Alfonso
Street
In Sariaya, Quezon Province,
where
my father's people live, bananas and
mangoes in colored cellophane adorn
windowsills like gaudy evening wear.
In Botong's pastorals, a fluvial fiesta
litters Laguna de Bay with lighted
tiny boats like a fleet of candled hopefuls.
Elsewhere, a nervous boy measures his week
with good days and bad days like innocents
walking on pavements wary of cracks.
In Caracas, a swarm of bees attacks a boy.

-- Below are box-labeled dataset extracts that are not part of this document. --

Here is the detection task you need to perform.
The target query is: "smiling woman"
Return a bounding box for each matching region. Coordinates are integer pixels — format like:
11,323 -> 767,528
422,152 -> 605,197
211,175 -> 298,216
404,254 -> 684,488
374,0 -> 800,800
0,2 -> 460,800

His dog shields his body with its own.
The boy lives; the dog dies shortly after.
On Alfonso Street, a kid I knew,
is paraded on a wooden wagon
with a matronly woman at the lead.
My metal trucks with missing wheels,
he once coveted. Stateside toys in chipped
reds and blues I got secondhand
from the children of American GIs.
His cart with wooden wheels, and rings
round his eyes, are gray as metal spokes.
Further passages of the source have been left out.